Dopo il premio per la migliore sceneggiatura ricevuto a Cannes, la grande ed emozionante fiaba di Alice Rohrwacher 'Lazzaro Felice' arriva al cinema.

In un entroterra italiano geograficamente non precisato, un gruppo di uomini e donne lavora senza sosta nella raccolta delle foglie di tabacco appartenenti ad una piantagione posseduta da una fantomatica Marchesa. In questo luogo dove il tempo sembra non passare mai, tutti fanno parte di una grandissima famiglia, tutti tranne Lazzaro. Lazzaro è un giovane ventenne che lavora assiduamente per aiutare più che può tutte le persone che gli chiedono una mano e, ingenuamente, offre il suo tempo e i pochi beni che possiede per rendere tutti felici e per farsi ben volere. Il ragazzo non ha nessuno, né famiglia né amici, e quando sente chiamare il suo nome sa già che qualcuno ha bisogno di lui per qualche faccenda domestica. Tutto cambia quando la Marchesa e il figlio Tancredi decidono di passare qualche giorno nella magione locata nella stessa campagna in cui vivono i lavoratori. Lazzaro subito stringe un rapporto d’amicizia con il figlio della sua signora e, per la prima volta nella sua vita, qualcuno lo chiama per passare del tempo insieme e non per lavorare. Un giorno però succede qualcosa che stravolge completamente l’esistenza di ogni personaggio coinvolto nella storia, il cosiddetto Grande Inganno emerge alla luce del sole e la storia che tutti hanno vissuto fino a quel momento sarà completamente messa in discussione. 

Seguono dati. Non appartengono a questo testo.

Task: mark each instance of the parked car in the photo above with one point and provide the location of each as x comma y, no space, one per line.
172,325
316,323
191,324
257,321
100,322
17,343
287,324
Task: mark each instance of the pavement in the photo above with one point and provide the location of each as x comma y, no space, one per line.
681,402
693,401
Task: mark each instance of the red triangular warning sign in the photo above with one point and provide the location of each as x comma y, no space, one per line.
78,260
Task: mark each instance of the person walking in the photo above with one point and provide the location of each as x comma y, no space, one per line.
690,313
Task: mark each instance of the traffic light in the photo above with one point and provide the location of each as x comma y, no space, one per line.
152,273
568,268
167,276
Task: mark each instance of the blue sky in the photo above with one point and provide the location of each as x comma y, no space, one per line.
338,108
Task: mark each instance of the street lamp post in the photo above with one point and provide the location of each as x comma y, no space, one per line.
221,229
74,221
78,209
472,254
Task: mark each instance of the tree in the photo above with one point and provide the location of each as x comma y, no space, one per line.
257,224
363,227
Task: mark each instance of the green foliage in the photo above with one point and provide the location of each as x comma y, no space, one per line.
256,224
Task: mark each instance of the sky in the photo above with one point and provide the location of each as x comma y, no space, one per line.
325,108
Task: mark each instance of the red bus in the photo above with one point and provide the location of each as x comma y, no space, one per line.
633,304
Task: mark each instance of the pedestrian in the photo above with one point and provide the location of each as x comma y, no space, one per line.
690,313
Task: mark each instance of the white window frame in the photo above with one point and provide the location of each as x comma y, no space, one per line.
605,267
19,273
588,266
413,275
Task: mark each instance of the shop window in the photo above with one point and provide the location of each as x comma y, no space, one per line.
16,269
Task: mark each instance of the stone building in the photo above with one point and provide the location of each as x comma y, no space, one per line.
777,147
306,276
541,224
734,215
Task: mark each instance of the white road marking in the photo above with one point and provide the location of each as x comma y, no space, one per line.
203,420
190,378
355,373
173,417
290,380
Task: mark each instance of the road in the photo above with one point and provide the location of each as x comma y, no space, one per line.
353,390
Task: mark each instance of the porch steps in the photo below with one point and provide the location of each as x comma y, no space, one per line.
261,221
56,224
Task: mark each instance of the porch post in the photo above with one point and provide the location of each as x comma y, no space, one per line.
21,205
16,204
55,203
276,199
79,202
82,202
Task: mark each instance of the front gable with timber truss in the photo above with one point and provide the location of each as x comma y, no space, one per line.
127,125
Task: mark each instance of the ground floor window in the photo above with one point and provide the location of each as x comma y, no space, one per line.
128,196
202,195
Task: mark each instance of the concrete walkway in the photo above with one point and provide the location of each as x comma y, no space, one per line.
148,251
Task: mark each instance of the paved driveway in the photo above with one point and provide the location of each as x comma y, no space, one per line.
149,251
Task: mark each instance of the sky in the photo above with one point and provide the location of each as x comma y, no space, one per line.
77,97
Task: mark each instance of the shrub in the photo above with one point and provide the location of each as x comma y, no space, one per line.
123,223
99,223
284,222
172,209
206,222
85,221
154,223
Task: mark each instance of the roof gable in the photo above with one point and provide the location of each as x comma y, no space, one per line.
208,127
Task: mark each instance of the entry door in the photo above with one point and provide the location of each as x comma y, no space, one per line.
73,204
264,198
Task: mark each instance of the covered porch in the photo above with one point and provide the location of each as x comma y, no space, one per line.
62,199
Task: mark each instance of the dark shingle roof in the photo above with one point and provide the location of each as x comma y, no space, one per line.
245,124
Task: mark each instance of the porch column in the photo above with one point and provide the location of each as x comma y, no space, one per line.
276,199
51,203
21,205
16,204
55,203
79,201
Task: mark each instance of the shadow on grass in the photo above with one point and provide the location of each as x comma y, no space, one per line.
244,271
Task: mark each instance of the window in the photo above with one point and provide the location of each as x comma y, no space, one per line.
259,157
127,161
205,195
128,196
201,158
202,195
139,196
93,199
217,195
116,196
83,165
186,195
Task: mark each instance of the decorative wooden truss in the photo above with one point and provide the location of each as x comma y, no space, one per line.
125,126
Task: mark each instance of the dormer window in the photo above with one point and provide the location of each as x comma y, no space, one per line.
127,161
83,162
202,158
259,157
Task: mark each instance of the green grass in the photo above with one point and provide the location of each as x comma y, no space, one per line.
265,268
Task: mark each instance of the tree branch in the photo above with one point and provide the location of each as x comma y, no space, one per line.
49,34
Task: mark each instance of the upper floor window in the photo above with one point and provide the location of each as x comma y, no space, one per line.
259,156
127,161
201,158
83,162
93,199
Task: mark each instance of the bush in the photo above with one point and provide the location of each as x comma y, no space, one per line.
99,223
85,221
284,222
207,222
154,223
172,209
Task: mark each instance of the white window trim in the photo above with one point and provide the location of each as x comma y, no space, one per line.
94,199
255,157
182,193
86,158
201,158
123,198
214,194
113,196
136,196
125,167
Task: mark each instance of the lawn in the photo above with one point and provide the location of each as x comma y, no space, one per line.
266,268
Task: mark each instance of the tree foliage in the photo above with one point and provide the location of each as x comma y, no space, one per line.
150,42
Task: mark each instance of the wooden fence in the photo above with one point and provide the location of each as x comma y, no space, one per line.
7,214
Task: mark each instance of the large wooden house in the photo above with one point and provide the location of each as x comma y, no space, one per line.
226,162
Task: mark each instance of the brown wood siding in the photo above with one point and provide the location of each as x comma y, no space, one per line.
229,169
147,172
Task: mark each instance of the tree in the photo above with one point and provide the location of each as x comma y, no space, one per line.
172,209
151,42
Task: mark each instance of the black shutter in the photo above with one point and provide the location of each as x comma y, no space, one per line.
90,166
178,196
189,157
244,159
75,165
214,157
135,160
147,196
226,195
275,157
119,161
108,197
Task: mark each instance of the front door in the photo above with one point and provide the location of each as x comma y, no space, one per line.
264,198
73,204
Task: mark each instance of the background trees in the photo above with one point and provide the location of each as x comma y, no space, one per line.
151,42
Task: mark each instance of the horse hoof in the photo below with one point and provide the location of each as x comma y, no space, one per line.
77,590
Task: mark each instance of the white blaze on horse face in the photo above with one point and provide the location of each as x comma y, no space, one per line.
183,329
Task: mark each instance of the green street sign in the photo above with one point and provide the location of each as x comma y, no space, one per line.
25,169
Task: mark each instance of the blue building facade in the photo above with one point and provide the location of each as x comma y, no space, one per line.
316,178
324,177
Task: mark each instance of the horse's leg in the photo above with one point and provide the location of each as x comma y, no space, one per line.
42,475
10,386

Lazzaro Felice è un film diverso da quelli cui siamo abituati, soprattuto se parliamo del cinema italiano. Alice Rohrwacher, Palma d’Oro a Cannes per la migliore sceneggiatura, racconta la vita di un personaggio anomalo, un ragazzo apatico e atipico che più che vivere la vita si fa trasportare dagli eventi che capitano. È forse per questo che la figura di Lazzaro è più un simbolo che un personaggio. I fatti che accadono durante il film assumono la connotazione di una storia che sfiora quasi la magia e il mito, sembra quasi che le vicende raccontate dalla Rohrwacher siano un insieme tra un episodio biblico e la sua rappresentazione visiva. È interessante la liason che si crea tra il realismo della rappresentazione e l’ambiguità degli eventi che fanno quasi presagire un riferimento sottile al Realismo magico della letteratura sudamericana molto diffusa nel secolo scorso. La fiaba raccontata dalla Rohrwacher è resa ancora più credibile e magica dall’interpretazione dell’intero cast. I contadini sembrano appartenere ad un’altra generazione di attori che oggi è difficile trovare, vicina all’epoca Neorealismo italiano e incredibilmente vera e pura. A questi si aggiunge l’espressione costantemente gioiosa e stupita del giovane Adriano Tardiolo che con questa pellicola esordisce nel mondo del cinema e che incarna perfettamente il personaggio costruito dalla regista. 

Lazzaro Felice è un racconto che, se da un lato riesce a far ritornare lo spettatore alla condizione di puer grazie alla proprietà evocativa delle immagini e alla costante incredulità verso il mondo e  verso le persone di Lazzaro, dall’altro evoca trame sociali e politiche difficili che riportano al mondo adulto e crudo in cui viviamo.